If you’ve never tried this before, here are a couple of methods for finding out how far your writing efforts have travelled across the globe.
Do a search on Google (www.google.com) using your name in quotation marks. The quotation marks are essential; if your name is George Anderson and you don’t use quotation marks, you’ll get all the results for George, all the results for Anderson and all the results for George Anderson. Next, do the same thing for the titles of your published books, anthologies you’ve been published in, and the titles of short stories, articles and essays that have been published.
It’s especially important to search for your ebooks regularly, so you’ll know if your ebook has been pirated and offered as a free download. I would suggest that you don’t click the link for the download, because it might be a hacker using a “free ebook” as an opportunity to plant a virus or tracking software on your computer. I’m not a lawyer, so I can’t recommend what you should do, if a website claims to offer a free download of your ebook.
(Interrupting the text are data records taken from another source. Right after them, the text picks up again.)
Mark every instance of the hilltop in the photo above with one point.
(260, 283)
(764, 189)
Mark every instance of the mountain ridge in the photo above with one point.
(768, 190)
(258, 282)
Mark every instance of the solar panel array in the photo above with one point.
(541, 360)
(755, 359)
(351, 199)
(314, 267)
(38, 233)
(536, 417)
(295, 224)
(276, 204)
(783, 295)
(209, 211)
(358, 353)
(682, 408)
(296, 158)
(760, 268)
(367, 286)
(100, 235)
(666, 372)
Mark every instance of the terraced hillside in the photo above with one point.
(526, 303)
During a recent Google search I learned that one of my published short stories has been referenced in a government document about culture. Another time I discovered a quote from one of my short stories on a science fiction website. I also found that an article I wrote for a magazine, was on the front page of a website. Since your published work represents your personal brand, you need to know where it’s being seen and commented on.
Another great resource is Worldcat (www.worldcat.org). This site allows you to find out which libraries around the world are holding copies of your books (or anthologies you’ve contributed to) in their collections. I did a search earlier today and was shocked to find out that one the anthologies I was published in, is available through Harvard, Princeton and Yale university libraries. If you don’t get a result with a title, try doing the search with the book’s ISBN.
With so many inter-connected distributors, it’s amazing how fast your book or ebook can move across the globe. My latest ebook, Jack: A Lady’s Cat was published three weeks ago, and it’s already available through online bookstores in Canada, the United States, Japan, France, Italy, Brazil, Germany and Australia. There’s no guarantee it will become popular in those countries, but since it’s available, it’s possible.
Take some time during the holidays and find out where your writing can be found, you might be surprised by how far it has travelled.